Я помню вечернюю дорогу в «Скорой помощи», помню, как простился с мамой и вслед за какой-то женщиной долго поднимался по больничной лестнице с этажа на этаж. Помню желтые лампы инфекционного отделения: оно было переполнено.
— Проходи сюда, — сказала сестра. — Другого места все равно нет.
Меня ввели в палату, где я увидел одну свободную койку.
Я прошел прямо к ней, лег под одеяло, посмотрел на белый потолок, на кафельные стены палаты, мысленно, про себя позвал «мама, мама» — и беззвучно заплакал…

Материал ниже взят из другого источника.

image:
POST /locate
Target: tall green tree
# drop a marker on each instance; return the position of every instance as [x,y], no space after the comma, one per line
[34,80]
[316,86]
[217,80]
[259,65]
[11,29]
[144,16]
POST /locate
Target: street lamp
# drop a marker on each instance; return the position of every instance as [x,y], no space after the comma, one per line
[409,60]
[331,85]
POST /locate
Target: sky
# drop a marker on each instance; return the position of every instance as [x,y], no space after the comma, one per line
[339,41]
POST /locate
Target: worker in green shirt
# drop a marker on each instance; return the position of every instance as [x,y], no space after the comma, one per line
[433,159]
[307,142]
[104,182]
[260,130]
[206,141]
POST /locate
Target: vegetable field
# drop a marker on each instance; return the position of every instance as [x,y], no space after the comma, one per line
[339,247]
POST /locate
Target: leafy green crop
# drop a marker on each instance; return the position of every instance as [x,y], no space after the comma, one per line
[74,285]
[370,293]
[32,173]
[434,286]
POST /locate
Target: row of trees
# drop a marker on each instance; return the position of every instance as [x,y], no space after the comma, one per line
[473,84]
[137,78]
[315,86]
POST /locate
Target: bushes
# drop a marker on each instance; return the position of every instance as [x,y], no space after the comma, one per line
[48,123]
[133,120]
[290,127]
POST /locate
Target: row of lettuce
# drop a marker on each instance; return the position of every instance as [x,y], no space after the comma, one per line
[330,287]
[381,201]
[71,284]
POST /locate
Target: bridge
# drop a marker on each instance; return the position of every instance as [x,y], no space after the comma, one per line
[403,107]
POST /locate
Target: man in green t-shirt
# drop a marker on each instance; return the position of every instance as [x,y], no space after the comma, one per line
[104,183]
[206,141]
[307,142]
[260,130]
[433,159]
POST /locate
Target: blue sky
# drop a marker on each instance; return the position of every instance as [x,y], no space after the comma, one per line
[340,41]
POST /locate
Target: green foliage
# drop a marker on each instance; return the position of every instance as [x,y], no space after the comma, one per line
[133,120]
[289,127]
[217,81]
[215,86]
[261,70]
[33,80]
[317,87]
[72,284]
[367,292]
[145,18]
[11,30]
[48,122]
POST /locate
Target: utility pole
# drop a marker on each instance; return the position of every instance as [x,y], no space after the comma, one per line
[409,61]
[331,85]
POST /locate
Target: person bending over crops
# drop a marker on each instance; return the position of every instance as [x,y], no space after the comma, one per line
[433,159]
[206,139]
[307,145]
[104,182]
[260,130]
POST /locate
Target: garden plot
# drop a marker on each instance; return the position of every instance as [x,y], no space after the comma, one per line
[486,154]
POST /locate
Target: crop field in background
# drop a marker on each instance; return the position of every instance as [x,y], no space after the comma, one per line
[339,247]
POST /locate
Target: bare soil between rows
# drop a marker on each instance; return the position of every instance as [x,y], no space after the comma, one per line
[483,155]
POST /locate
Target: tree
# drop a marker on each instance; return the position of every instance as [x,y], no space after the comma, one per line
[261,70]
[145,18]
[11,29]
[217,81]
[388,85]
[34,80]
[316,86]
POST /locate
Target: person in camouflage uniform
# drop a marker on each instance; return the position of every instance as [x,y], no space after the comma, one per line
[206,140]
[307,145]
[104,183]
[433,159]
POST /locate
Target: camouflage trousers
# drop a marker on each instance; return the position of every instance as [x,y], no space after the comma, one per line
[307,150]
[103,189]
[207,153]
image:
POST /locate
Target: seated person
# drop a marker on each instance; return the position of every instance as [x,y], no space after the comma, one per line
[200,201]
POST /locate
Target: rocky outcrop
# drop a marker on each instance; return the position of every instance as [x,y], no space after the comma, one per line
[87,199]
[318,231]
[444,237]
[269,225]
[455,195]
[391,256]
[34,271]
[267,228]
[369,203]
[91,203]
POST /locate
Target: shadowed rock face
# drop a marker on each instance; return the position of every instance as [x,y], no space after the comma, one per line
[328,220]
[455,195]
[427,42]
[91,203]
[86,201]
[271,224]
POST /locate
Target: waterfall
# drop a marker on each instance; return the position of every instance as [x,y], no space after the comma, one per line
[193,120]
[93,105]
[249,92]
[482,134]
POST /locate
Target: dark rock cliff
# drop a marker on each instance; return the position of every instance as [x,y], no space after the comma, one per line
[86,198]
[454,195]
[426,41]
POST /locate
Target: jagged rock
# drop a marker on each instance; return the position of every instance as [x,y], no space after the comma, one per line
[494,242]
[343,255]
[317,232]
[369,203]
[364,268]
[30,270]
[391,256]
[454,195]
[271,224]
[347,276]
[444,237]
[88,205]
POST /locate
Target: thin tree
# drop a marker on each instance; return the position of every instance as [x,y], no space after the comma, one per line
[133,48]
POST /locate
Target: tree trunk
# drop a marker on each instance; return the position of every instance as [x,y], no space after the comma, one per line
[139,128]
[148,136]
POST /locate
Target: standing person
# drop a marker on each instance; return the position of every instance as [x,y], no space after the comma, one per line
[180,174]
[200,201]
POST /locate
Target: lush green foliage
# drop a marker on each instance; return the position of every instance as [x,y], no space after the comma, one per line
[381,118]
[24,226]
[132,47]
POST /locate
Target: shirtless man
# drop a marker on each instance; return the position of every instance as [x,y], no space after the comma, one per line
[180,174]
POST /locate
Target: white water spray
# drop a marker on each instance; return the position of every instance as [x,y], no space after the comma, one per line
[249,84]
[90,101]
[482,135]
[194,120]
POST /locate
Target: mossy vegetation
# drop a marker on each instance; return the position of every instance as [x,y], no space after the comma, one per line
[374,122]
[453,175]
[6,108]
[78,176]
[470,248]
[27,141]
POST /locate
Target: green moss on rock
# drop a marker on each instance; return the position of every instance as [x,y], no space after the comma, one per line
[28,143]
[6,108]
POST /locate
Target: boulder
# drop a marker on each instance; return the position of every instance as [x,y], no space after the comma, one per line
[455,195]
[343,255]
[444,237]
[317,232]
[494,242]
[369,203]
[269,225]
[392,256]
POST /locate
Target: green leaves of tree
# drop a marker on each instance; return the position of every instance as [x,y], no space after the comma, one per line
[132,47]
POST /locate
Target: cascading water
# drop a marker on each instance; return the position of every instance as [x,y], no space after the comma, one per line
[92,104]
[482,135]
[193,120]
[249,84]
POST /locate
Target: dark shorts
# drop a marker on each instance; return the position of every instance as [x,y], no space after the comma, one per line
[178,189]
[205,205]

Палата оказалась «девчачья»: моими соседками были две пятиклассницы и очень тихая русоголовая девятилетняя Оля.
Старшие девочки отнеслись ко мне как-то враждебно, и вскоре я понял, что быть один на один со «взрослыми»(как мне тогда казалось) пятиклашками — непростое дело.
В школе у них была, наверное, какая-то война девчонок с мальчишками, и мне от них доставалось. Они все время следили за мной, подражая взрослым, делали замечания, дразнились. Больше всего их раздражало, что я в ответ молчал. Они ждали какого-нибудь скандала, — а его все не было.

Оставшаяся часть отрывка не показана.